I've heard that called 'anchored hashing'. Its recently been used by FreeArc: http://encode.ru/threads/43-FreeArc?p=28237&viewfull=1#p...

How does ddar do it?

rlpb · on Feb 14, 2012

ddar calculates a 32-bit Rabin fingerprint over a sliding 48-byte window (a Rabin fingerprint is a type of checksum which allows quick calculation of a "slide" with just the previous fingerprint, the new byte coming in, and the old byte going away). The fingerprint is compared against a mask which has n bits set, where 2^n is the desired target block size. If there's a match, then the location of the window is taken to be a block boundary. With random data this should lead to a binomial distribution of block sizes centred around the target block size. But minimum and maximum block sizes are also enforced for pathological cases which skews this slightly.

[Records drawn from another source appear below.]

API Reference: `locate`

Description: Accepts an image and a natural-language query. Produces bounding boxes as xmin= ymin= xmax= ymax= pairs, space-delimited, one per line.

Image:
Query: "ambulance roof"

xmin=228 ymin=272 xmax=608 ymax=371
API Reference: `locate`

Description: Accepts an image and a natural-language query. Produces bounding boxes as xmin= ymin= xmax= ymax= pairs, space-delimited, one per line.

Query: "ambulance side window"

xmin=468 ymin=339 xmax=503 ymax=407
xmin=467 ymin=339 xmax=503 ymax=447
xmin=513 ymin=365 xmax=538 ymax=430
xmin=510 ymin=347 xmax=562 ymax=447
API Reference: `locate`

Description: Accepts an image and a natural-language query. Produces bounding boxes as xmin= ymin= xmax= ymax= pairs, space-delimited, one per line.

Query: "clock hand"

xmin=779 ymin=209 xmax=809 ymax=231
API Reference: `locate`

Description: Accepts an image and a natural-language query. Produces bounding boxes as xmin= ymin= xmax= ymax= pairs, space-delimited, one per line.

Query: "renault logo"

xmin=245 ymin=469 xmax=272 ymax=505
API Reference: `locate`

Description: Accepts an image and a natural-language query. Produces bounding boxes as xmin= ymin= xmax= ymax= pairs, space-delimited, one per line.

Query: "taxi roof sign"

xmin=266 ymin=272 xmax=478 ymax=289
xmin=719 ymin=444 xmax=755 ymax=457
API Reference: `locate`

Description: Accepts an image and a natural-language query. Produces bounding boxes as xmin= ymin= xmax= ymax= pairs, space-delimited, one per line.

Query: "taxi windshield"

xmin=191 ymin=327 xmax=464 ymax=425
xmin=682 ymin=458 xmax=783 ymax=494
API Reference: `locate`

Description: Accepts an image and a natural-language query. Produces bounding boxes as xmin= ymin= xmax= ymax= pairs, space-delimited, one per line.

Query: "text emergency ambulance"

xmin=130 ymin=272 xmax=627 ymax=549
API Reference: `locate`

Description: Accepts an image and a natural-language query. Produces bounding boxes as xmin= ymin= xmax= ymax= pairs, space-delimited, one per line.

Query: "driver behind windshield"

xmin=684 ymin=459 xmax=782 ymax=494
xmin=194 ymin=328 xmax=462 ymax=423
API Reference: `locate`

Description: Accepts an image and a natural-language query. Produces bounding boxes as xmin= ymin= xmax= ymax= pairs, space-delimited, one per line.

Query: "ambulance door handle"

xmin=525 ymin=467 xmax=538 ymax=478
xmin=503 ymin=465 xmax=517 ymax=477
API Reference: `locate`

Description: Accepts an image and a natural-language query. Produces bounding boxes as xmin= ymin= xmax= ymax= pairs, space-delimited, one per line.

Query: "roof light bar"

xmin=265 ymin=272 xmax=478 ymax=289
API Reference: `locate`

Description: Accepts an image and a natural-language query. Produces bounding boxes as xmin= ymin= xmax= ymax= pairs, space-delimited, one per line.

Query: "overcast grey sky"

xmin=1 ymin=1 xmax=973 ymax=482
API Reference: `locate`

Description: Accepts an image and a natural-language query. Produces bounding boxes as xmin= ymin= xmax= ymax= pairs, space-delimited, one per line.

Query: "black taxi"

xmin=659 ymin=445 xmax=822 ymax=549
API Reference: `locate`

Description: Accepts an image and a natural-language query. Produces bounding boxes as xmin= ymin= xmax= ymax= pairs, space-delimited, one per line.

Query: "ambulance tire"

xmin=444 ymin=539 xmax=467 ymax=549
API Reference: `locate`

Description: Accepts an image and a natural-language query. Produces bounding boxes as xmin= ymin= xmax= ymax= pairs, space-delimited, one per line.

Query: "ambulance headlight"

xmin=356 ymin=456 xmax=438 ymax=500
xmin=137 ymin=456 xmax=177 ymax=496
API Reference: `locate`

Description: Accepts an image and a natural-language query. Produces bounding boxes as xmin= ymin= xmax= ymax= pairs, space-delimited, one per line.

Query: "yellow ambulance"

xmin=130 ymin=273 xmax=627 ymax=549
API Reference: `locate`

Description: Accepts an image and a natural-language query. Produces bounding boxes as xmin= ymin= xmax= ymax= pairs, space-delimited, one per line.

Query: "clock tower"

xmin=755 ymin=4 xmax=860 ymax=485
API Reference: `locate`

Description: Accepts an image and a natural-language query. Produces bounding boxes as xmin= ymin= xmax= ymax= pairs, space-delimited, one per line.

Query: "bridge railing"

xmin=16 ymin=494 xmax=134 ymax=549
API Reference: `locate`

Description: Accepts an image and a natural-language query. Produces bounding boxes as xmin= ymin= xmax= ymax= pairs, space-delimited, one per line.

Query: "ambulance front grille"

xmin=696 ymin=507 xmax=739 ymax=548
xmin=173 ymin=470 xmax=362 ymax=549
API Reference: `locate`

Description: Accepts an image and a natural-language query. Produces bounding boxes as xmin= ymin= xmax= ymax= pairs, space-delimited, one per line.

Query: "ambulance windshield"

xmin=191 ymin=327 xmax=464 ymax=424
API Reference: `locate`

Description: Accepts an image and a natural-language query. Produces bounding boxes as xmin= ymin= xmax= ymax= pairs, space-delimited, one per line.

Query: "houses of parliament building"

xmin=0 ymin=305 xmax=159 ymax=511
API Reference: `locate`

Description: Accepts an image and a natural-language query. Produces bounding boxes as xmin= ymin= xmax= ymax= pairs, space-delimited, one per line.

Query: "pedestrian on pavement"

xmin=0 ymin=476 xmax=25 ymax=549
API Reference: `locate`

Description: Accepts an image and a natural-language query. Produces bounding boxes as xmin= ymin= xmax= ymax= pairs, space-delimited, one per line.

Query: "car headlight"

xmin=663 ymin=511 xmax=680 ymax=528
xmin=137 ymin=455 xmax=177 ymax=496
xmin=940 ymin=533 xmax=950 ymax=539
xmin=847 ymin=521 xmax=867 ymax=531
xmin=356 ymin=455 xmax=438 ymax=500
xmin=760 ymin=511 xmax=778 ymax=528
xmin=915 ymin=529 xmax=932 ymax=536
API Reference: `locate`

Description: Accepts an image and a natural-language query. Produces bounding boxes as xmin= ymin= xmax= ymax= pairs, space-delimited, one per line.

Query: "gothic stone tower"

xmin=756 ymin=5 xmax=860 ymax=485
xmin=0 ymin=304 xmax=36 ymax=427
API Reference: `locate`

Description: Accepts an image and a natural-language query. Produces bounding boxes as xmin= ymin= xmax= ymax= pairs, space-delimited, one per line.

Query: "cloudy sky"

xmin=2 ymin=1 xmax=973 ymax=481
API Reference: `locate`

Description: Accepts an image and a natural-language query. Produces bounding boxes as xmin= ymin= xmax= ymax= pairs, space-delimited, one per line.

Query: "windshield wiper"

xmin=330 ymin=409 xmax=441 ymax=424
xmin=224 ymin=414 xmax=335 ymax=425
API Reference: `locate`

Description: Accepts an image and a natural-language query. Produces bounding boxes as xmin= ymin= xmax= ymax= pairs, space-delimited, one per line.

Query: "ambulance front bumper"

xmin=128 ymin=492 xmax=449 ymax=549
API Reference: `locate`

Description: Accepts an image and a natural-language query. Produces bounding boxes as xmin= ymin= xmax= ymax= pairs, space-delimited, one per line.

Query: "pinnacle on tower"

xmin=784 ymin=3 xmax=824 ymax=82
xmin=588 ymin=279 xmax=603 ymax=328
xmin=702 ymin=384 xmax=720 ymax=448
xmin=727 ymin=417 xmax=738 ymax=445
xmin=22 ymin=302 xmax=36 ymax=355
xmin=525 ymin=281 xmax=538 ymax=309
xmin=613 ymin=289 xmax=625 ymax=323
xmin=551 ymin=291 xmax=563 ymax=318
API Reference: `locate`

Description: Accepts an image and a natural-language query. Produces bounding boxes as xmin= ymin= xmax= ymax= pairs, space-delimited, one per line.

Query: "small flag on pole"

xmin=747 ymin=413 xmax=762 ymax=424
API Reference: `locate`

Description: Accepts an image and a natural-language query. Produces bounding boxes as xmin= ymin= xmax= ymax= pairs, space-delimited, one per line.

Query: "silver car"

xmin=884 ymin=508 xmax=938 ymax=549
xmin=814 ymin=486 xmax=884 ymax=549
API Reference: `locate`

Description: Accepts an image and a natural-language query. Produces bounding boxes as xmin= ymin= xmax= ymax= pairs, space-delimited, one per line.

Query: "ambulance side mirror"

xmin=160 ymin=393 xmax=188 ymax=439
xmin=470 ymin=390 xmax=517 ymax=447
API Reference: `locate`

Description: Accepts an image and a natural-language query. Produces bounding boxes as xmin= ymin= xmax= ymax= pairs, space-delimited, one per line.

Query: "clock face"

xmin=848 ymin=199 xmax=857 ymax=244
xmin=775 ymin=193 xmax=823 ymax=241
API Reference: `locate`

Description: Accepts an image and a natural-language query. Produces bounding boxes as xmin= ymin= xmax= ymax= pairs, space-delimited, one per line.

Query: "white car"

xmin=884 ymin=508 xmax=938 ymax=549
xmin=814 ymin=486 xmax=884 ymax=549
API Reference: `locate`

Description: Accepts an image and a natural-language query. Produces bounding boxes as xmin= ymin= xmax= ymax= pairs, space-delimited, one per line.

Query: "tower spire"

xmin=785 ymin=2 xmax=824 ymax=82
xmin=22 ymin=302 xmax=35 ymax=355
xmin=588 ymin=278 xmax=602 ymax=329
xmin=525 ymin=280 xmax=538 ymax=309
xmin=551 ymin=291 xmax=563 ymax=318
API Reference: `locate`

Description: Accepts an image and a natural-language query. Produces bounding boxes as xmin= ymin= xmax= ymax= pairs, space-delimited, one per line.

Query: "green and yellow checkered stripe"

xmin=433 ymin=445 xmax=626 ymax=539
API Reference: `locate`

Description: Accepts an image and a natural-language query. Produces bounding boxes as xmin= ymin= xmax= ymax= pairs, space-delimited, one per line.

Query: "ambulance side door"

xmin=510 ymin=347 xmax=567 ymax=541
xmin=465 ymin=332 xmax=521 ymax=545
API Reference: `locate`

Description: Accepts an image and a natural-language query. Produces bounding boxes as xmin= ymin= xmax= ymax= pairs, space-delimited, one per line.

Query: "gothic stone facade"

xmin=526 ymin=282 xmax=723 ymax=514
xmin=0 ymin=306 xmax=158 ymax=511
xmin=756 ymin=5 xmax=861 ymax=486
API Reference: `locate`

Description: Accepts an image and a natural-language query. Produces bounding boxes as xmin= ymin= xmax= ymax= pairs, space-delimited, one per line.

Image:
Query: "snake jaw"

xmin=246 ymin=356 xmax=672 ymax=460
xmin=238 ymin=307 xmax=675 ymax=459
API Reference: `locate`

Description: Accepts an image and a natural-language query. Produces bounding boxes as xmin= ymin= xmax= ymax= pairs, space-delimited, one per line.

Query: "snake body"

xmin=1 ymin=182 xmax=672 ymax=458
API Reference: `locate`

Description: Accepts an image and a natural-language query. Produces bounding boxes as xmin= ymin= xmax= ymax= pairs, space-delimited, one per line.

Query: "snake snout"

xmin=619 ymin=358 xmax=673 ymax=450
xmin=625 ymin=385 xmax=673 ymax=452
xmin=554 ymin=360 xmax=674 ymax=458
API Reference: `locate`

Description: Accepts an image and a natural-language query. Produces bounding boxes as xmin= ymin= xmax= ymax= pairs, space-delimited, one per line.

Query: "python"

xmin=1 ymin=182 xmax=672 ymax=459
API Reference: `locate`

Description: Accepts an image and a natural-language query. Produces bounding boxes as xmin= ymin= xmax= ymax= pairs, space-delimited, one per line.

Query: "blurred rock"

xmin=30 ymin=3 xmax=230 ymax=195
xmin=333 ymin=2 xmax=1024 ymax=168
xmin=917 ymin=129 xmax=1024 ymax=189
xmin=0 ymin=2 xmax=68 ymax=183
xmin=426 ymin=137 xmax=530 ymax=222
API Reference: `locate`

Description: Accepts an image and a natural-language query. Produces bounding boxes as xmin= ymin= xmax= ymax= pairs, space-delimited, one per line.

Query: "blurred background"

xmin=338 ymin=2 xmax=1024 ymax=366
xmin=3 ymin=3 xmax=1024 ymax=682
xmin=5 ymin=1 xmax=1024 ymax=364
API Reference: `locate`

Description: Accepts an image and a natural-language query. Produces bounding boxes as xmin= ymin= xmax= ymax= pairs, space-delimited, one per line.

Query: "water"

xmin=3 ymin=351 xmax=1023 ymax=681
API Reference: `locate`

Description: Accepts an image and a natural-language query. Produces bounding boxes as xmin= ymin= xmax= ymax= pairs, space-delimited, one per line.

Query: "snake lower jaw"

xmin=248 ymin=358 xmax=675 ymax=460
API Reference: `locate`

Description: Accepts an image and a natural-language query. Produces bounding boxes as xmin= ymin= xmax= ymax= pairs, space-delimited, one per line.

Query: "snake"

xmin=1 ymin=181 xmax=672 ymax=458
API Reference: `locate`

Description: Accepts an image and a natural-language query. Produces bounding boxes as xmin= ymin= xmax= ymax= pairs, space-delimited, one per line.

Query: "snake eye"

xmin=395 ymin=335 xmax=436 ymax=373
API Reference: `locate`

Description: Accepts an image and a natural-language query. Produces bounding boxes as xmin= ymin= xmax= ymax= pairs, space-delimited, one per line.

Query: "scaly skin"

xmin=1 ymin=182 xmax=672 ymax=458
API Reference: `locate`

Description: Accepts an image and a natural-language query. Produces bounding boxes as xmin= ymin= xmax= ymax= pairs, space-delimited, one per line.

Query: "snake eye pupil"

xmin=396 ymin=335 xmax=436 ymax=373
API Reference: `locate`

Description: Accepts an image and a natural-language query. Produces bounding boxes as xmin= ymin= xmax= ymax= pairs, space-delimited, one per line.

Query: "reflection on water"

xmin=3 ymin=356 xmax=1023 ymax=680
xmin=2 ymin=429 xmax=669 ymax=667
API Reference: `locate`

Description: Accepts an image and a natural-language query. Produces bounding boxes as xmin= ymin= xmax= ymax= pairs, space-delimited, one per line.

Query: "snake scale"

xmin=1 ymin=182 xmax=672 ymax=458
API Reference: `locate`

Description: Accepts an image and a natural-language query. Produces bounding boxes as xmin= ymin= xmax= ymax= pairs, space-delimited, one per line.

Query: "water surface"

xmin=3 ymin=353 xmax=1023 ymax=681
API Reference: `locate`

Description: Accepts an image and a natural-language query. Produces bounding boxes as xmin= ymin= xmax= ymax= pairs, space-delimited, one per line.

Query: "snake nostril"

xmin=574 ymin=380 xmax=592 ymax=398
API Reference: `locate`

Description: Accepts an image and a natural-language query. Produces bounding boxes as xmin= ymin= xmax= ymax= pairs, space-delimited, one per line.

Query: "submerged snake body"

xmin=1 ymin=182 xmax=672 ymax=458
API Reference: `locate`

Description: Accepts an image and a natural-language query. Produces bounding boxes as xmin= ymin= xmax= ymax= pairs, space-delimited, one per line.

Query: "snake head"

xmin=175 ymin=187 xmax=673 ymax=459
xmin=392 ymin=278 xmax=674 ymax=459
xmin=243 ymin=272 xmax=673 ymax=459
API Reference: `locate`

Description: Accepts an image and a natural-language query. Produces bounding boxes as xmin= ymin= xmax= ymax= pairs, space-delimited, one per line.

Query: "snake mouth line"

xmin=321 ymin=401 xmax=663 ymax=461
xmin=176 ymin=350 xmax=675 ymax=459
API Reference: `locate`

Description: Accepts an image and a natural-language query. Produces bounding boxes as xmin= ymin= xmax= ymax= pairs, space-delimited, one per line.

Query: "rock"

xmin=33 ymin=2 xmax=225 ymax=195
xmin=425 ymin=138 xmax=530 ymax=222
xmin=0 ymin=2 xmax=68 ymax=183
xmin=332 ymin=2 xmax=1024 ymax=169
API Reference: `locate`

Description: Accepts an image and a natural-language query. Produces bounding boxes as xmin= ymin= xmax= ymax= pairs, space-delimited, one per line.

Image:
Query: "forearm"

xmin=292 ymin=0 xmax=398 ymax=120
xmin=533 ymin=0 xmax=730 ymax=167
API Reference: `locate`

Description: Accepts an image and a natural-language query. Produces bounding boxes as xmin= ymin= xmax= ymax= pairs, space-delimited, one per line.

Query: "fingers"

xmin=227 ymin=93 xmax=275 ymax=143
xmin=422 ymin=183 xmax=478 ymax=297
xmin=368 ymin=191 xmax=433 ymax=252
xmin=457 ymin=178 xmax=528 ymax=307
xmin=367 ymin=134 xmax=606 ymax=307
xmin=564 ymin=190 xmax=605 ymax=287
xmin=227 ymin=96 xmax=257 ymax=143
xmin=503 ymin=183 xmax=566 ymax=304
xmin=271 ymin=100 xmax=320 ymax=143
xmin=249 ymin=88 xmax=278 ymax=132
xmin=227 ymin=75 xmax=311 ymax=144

Blocks whose boundaries are determined by this algorithm are hashed (SHA256 currently). The hash is used to key each block in a reference-counted key/value store.

Then each archive member is just a list of block hashes.

huhtenberg · on Feb 14, 2012

If you were to elaborate on and brush up the description, it would make an excellent HN submission. Good stuff anyways.

silentbicycle · on Feb 14, 2012

I wrote a library that does this. I haven't posted it publicly, because it's part of a much larger project (not yet complete), but could put it on github if anybody is interested.

There are implementations in Lua, Java, and C.

kragen · on Feb 14, 2012

This would be really cool.

silentbicycle · on Feb 14, 2012

I'll ping you on twitter when I post it.